During 1965–66, McPhee became Blackpool's first participating substitute when he replaced John Craven after 83 minutes in a 3–0 victory over Leicester City on 14 September. Up until that point, Blackpool had played 713 minutes of the season without using a substitute.

In 1967–68, Blackpool were playing Second Division football after suffering relegation the previous campaign. Stan Mortensen was in his first full season in charge after succeeding Ron Suart, and under his managership McPhee was an ever-present in Blackpool's 47 league and cup games.

He made 38 league appearances the following season, 1968–69, and scored one goal.

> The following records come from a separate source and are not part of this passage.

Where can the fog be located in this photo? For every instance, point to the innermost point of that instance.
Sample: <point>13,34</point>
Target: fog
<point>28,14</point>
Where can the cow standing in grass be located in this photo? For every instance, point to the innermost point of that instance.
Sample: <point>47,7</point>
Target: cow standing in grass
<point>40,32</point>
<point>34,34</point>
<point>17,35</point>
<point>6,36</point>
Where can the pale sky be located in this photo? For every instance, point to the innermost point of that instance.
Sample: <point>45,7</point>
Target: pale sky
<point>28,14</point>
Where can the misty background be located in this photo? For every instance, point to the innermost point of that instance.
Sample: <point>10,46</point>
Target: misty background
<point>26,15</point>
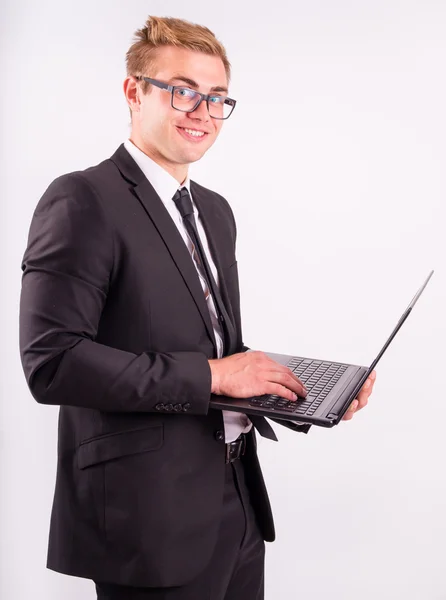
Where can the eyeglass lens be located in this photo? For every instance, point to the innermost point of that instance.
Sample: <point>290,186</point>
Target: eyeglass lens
<point>186,100</point>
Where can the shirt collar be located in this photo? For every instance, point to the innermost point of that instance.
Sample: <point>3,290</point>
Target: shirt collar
<point>164,184</point>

Under new manager Les Shannon in 1969–70, McPhee made 29 league appearances in his final season with the club. His last appearance occurred in the final game of the season, a 2–0 league defeat at Oxford United. It didn't matter, however, since Blackpool had sealed promotion back to Division One the previous week.

After over 250 league games for the Tangerines, McPhee was sold to Barnsley at the end of the season. He spent one term at Oakwell before joining Southport in 1971, with whom he finished his career.

John Mcphee’s granddaughter is pop star Suzi Wu

==Post-retirement==
After retiring, McPhee became a businessman in Blackpool.

McPhee was the owner of the family-run Hotel Sheraton, situated on Blackpool's Queens Promenade.